Who approached who really doesn’t matter. The fact that it happened and a large crowd in the Jazz Tent yesterday afternoon got to listen to and thoroughly enjoy Erin Costelo with Love Upstream was, well, beautiful. This was a playback for me of a nervy idea: namely for a group of Costelo’s finely wrought original songs to be rearranged by members of Love Upstream.
Gyrated into fresh shapes, textures and colours, Costelo, bravely would then perform these new settings. With the band. In concert. I luckily got to hear that. Bowled me over then. Bowled me over again hearing those numbers reprised. Costelo, unlike many of her contemporary young singer-songwriter peers, is no musical naif. Well-schooled in higher-learning music programs, she knows her stuff. And therefore is cognizant of the wide historical range of styles musical inspiration could be dressed in to show it off to its best advantage. Because of that and her sharp intelligence and stellar talent, her compositions, to me, evoke the cutting lyric smarts, memorable melody-making and stand-out musicianship of one of America’s finest songwriters– the brilliant ironist Randy Newman. With one exception.

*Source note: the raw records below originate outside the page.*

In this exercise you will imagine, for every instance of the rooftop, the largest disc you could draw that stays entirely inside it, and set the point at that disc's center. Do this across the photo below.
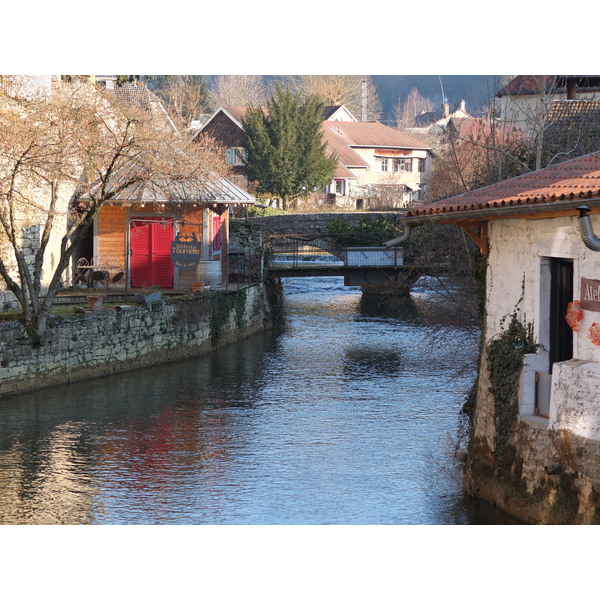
(557, 187)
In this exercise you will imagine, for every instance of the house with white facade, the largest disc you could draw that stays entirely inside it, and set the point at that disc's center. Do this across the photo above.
(535, 452)
(378, 165)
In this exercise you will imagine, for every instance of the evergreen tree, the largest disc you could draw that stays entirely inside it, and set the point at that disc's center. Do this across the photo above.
(286, 152)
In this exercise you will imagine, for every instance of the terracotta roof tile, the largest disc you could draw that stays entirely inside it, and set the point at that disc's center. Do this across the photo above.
(373, 135)
(570, 180)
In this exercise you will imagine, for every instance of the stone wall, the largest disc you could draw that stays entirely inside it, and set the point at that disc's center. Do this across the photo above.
(96, 344)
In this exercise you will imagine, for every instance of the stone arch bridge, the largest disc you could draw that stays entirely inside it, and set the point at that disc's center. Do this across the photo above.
(376, 270)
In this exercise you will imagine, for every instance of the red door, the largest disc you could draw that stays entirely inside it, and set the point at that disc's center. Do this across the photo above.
(150, 243)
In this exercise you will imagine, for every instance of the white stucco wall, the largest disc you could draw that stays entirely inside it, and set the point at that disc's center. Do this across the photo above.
(518, 266)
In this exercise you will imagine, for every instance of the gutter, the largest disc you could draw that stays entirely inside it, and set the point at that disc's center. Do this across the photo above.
(587, 232)
(499, 212)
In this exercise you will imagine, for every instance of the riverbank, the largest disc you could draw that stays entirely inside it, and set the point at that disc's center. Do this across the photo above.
(95, 344)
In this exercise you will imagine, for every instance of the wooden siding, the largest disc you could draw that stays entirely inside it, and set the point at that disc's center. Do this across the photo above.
(191, 223)
(112, 231)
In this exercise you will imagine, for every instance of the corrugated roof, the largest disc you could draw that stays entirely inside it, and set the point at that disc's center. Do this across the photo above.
(572, 129)
(210, 189)
(534, 84)
(565, 182)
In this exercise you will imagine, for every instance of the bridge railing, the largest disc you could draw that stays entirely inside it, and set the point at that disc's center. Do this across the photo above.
(300, 253)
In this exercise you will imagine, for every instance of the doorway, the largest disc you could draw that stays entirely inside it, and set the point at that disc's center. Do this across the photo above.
(150, 247)
(561, 293)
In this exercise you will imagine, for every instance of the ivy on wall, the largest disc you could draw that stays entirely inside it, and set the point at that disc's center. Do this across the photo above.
(505, 355)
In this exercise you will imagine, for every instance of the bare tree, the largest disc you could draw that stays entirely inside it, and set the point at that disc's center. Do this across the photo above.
(356, 92)
(237, 90)
(185, 97)
(61, 159)
(414, 105)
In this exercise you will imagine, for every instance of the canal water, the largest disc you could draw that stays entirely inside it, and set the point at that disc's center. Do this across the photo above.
(348, 416)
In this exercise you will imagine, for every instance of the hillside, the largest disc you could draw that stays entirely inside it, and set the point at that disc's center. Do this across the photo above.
(477, 90)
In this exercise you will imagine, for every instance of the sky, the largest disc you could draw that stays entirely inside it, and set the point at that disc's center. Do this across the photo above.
(266, 38)
(296, 38)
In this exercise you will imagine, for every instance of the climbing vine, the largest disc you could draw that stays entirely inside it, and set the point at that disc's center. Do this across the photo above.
(221, 307)
(505, 355)
(368, 232)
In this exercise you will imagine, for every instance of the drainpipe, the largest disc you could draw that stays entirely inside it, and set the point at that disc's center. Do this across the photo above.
(402, 238)
(587, 232)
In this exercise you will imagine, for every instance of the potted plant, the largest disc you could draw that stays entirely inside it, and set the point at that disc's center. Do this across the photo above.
(95, 301)
(150, 295)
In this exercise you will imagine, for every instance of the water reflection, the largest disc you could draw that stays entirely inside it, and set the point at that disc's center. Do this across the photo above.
(344, 418)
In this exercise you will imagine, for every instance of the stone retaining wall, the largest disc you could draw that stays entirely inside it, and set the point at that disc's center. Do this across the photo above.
(96, 344)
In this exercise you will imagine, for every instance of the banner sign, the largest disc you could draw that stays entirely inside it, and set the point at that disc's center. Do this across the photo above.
(590, 294)
(185, 250)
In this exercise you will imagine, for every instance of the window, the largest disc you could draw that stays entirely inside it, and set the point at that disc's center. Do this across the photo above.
(236, 157)
(403, 164)
(240, 180)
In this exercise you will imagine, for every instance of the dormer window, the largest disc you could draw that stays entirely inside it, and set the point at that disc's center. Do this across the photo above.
(403, 164)
(236, 157)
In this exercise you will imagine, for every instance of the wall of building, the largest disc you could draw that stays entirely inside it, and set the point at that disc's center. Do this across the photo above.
(375, 175)
(101, 343)
(549, 472)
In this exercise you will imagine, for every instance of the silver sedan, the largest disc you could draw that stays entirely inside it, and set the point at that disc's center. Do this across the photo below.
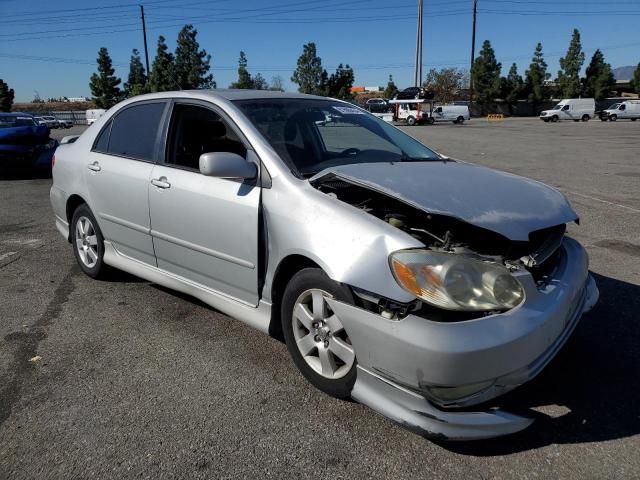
(417, 285)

Vocalizing. Newman’s croaky, strained-through-rusty-steel-wool vocals cannot ever compete with Costelo’s rich, flexible, dynamic alto voicings.

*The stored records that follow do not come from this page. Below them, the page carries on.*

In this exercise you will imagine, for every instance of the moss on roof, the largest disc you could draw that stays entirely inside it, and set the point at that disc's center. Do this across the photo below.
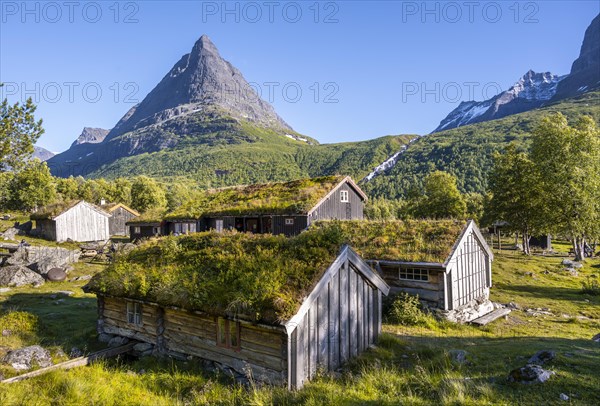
(254, 277)
(410, 241)
(52, 210)
(295, 197)
(150, 216)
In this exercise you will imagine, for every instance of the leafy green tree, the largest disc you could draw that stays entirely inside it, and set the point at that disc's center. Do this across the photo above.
(147, 194)
(440, 198)
(568, 160)
(516, 195)
(32, 186)
(18, 132)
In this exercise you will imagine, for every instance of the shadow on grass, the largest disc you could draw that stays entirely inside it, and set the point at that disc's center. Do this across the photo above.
(63, 320)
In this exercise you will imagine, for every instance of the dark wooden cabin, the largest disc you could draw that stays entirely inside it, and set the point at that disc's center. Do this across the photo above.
(286, 208)
(76, 221)
(337, 316)
(120, 215)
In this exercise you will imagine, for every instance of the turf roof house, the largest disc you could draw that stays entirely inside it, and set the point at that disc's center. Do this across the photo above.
(447, 263)
(120, 215)
(285, 208)
(76, 221)
(323, 305)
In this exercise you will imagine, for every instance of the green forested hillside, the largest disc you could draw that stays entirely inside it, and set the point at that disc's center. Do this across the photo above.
(467, 152)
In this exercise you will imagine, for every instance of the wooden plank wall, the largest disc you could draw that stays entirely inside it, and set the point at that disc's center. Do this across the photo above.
(82, 223)
(469, 273)
(343, 321)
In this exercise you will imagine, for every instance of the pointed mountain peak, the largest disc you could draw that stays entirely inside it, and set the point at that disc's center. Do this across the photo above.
(202, 80)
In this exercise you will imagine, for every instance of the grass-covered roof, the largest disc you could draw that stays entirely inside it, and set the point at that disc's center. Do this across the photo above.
(254, 277)
(294, 197)
(409, 241)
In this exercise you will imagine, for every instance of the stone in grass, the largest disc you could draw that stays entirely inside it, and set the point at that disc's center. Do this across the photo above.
(529, 374)
(541, 357)
(17, 276)
(459, 356)
(56, 275)
(28, 357)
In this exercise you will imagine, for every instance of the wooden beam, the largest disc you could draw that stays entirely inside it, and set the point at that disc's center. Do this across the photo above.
(76, 362)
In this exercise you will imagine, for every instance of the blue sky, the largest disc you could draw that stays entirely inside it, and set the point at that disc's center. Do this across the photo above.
(364, 69)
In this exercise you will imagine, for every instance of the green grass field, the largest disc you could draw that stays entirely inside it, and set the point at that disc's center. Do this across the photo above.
(411, 365)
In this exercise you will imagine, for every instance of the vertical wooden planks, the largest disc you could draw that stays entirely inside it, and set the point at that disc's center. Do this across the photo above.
(353, 315)
(334, 320)
(344, 313)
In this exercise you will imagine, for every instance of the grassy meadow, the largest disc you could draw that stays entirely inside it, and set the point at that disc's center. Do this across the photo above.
(411, 364)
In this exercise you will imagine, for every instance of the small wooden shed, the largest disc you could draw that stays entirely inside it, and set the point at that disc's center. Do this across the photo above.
(286, 208)
(321, 312)
(77, 221)
(447, 263)
(120, 215)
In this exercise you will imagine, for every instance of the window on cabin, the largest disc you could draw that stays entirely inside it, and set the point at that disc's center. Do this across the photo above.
(414, 274)
(228, 333)
(134, 313)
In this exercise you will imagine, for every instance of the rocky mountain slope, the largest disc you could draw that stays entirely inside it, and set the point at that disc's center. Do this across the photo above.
(535, 90)
(91, 136)
(585, 71)
(202, 102)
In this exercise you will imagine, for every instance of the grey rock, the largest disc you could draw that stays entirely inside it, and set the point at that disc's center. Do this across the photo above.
(459, 356)
(118, 341)
(42, 259)
(541, 357)
(56, 275)
(17, 276)
(530, 374)
(105, 338)
(28, 357)
(91, 136)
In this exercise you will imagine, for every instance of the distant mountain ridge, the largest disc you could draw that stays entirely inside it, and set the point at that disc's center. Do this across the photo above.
(531, 91)
(535, 90)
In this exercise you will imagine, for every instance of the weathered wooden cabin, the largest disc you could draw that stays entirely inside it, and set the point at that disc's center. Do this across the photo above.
(120, 215)
(76, 221)
(327, 313)
(448, 264)
(285, 208)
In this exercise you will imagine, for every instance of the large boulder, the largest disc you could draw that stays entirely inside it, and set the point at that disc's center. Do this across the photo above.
(18, 275)
(28, 357)
(529, 374)
(42, 259)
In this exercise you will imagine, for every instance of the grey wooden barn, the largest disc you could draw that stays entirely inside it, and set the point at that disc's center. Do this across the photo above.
(338, 319)
(286, 208)
(448, 264)
(76, 221)
(120, 215)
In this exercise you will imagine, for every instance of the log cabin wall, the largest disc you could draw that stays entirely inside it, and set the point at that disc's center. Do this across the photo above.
(261, 350)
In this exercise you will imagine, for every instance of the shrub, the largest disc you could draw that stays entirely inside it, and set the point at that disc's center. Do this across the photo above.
(406, 310)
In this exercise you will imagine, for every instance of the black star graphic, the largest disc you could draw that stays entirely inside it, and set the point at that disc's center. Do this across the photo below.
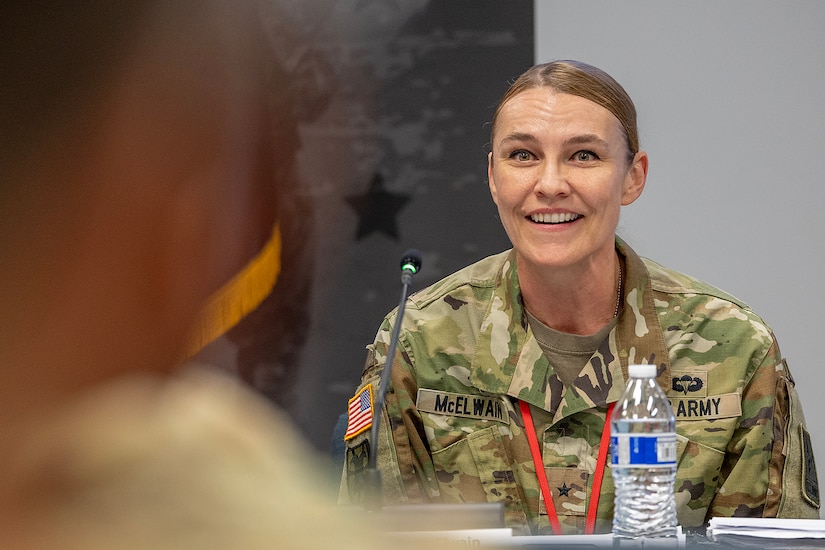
(377, 209)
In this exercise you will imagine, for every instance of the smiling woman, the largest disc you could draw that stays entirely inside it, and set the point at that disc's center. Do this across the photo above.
(548, 329)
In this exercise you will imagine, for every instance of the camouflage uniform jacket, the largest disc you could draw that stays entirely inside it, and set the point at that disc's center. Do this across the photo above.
(452, 430)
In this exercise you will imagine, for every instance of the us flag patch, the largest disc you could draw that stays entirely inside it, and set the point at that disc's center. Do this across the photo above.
(359, 413)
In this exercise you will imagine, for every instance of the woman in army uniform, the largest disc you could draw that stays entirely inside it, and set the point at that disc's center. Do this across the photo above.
(506, 370)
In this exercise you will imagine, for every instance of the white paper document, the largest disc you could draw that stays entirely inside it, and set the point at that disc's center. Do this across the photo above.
(795, 532)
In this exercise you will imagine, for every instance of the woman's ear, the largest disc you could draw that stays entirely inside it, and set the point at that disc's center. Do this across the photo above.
(490, 180)
(635, 179)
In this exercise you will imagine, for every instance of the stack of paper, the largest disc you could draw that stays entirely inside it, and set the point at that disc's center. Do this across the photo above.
(768, 532)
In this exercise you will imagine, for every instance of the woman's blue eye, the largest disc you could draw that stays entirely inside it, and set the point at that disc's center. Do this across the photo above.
(521, 155)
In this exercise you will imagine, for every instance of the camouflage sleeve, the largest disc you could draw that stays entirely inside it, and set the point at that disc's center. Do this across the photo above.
(793, 462)
(762, 474)
(408, 474)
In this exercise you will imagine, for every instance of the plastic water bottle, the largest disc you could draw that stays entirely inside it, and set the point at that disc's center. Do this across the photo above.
(643, 449)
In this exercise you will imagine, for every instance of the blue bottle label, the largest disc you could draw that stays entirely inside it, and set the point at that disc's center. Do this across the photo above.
(643, 450)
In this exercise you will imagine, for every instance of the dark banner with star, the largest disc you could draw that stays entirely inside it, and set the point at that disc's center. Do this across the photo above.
(392, 112)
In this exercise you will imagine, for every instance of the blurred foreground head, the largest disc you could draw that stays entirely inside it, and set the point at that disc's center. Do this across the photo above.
(139, 171)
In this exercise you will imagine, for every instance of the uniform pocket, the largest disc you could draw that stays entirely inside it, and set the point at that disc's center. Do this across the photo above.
(697, 479)
(478, 468)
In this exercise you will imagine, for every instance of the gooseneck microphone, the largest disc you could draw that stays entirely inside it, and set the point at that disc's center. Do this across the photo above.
(410, 265)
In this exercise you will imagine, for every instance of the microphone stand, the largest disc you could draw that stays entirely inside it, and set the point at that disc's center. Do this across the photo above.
(410, 264)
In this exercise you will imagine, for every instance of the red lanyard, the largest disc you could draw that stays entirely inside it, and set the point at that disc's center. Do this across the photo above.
(590, 523)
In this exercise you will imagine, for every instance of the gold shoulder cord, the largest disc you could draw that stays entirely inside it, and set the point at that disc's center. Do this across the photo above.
(239, 296)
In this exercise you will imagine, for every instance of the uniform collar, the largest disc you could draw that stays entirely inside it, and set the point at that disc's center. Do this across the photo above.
(509, 360)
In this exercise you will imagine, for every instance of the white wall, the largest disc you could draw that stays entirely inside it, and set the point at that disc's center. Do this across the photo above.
(730, 100)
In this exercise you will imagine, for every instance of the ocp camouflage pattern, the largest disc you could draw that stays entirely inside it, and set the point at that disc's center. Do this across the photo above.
(739, 424)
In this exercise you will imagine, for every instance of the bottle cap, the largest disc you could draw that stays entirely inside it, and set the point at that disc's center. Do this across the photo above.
(642, 371)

Costelo’s voice and compositional prowess received a fulsome workout. From “The Day Before War” which kicked out the tropes with a jaunty, ol’-timey show tune bounce –talk about irony, given the subject matter–to the achingly beautiful ballad “Go Home,” to a rivet-popping, spine-shaking, foot-stomping song setting by arranger/bassist (and Costelo sidesman), Lukas Pearse. A blend of the twist, bossa and trance rock. “Stereolab meets Chubby Checker,” he explained. A matchless program of whing, slang, song for a splendid afternoon. My sole complaint? That I couldn’t hear it again. And again. And…
This article appears in Jul 16-22, 2009.